Learning Objectives:

  1. Analyze the empirical evidence supporting the use of Cognitive Processing Therapy for Post-Traumatic Stress Disorder and related conditions.
  2. Appraise 2 case studies demonstrating the use of CPT for PTSD.
  3. Utilize 3 keys from CPT that help clients understand how to overcome “stuck points”. 
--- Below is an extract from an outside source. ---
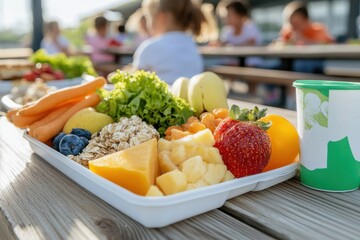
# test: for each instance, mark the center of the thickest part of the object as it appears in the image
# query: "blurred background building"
(17, 28)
Co-developer of Cognitive Processing Therapy

Kathleen M. Chard, Ph.D., As the co-developer of Cognitive Processing Therapy (CPT), Kate Chard is altering the field of trauma treatment. Director of the Trauma Recovery Center at the Cincinnati VA, she’s trained thousands of clinicians in the use of this revolutionary technique, which helps PTSD sufferers master skills to carefully and critically engage with and change upsetting thoughts. The author of CPT for Sexual Abuse Treatment Manual, and coauthor of Cognitive Processing for CPT, Chard is also the former editor of the Journal of Traumatic Stress and a professor of Clinical Psychiatry and Behavioral Neuroscience at the University of Cincinnati.

Speaker Disclosures:

Financial: Kathleen Chard has employment relationships with CPT Training Institute, the Cincinnati Veterans Administration Medical Center, the University of Cincinnati, and the Department of Veterans Affairs. She receives royalties as a published author. She has a research activity that is grant funded through Health Services Research and Development Service. Kathleen Chard receives a speaking honorarium, recording, and book royalties from PESI, Inc. She has no relevant financial relationships with ineligible organizations.

Non-financial: Kathleen Chard is an ad hoc reviewer for several peer review journals, for a complete list contact PESI, Inc.